Found near Augusta. Some kind of porous material. Almost resembles volcanic rock but it's too smooth. About 2.5" in diameter and has little green crystals in it. I'm guessing meteorite but didn't know if there were educated guesses on here.


----------



## lagrangedave (Aug 2, 2014)

Did you test it with a magnet yet? What's it weigh?


----------



## swamphawg (Aug 2, 2014)

I tried a regular refrigerator magnet but it didn't do much. Id say it weighs 8-10oz.


----------



## Willjo (Aug 3, 2014)

Looks like some of the slag I find where the coal slag is dumped from a coal burning train that the line runs across my property. I haven't looked at it real good because I knew what it was, but there is piles of it there.


----------



## swamphawg (Aug 3, 2014)

Has the slag you've found contained any of the green crystals as seen here?


----------



## Old Winchesters (Aug 3, 2014)

Basalt rock?


----------



## Chum (Aug 4, 2014)

It looks like basalt to me and the green crystals are olivine which indicates very slow mantel cooling.  Not so sure about the shape and smoothness...my guess is that it's whats known as a "bomb" from an ancient volcanic eruption.   Good find!


----------



## swamphawg (Aug 4, 2014)

Chum said:


> It looks like basalt to me and the green crystals are olivine which indicates very slow mantel cooling.  Not so sure about the shape and smoothness...my guess is that it's whats known as a "bomb" from an ancient volcanic eruption.   Good find!



Olivite...thanks for cluing me in on what the crystals are called. Unless someone dropped it where it was found, I was leaning toward a meteorite. I figure the possible rotation and burning while in flight caused the round smooth shape of it.


----------



## Chum (Aug 4, 2014)

There's also a chance that it may be a tektite.  http://www.meteoriteassociationofgeorgia.org/GATektitesList.htm
My wife met a guy who is currently doing research on these in the sate of Georiga...I'll have to check to see if she still has his info.


----------



## The Longhunter (Aug 4, 2014)

It's probably slag. The green crystals are vitrified silica (sand) that gets into the slag as an impurity.  Some slag will have the green glass in pieces as big as a butterbean.  They will have a crystaline appearance, but they are glass.

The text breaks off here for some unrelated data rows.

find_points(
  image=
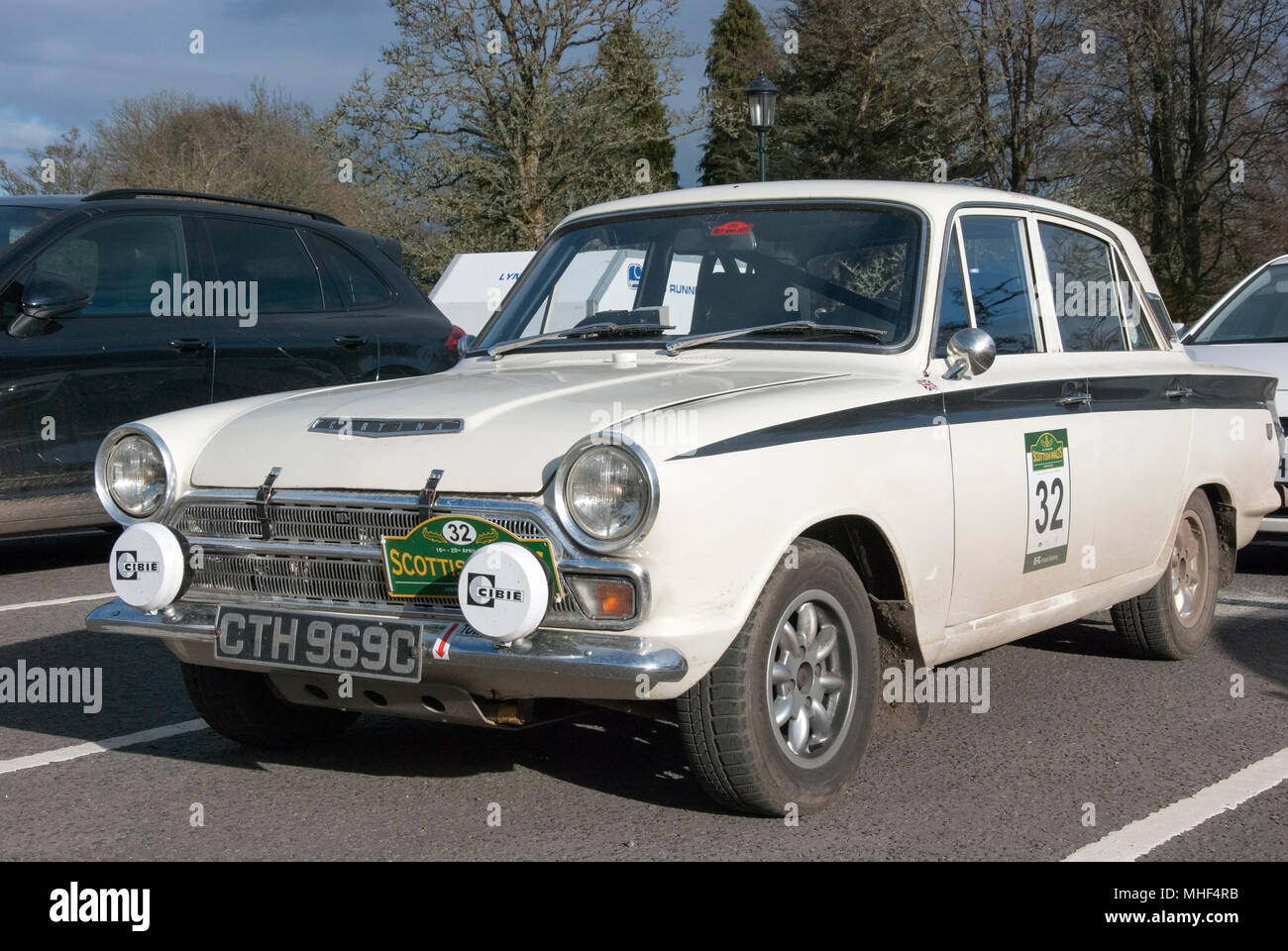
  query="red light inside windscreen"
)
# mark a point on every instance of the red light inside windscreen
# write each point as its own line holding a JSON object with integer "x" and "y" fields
{"x": 730, "y": 228}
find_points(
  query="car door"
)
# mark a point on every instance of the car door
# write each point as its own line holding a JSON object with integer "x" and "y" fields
{"x": 129, "y": 354}
{"x": 288, "y": 330}
{"x": 1137, "y": 393}
{"x": 1022, "y": 437}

The exact location would be a good clue, but as Augusta had both a major ironworks, and several brick kilns, there are several good possibilities.  If I had to make a SWAG, I'd suggest a blast furnace.


----------



## ghadarits (Aug 4, 2014)

I'm not a meteorite expert by any stretch but have been lucky enough to find a few in New Mexico and Arizona and none of the ones I've found have been even close to that cylindrical. Most of the space rocks I've been around are strongly magnetic also due to their iron content. I've found a lot slag also and none of that was very cylindrical either though and barely attract a magnet if at all.

Its a cool find either way just worth a whole lot more if it is from outer space.


----------



## The Longhunter (Aug 4, 2014)

http://www.uky.edu/KGS/education/meteor_find.htm


----------



## crackerdave (Aug 4, 2014)

Good article! 
There's gold in dem hills.


----------



## swamphawg (Aug 4, 2014)

So it looks like we can rule out meteorite. Another possibility is a geode I reckon.


----------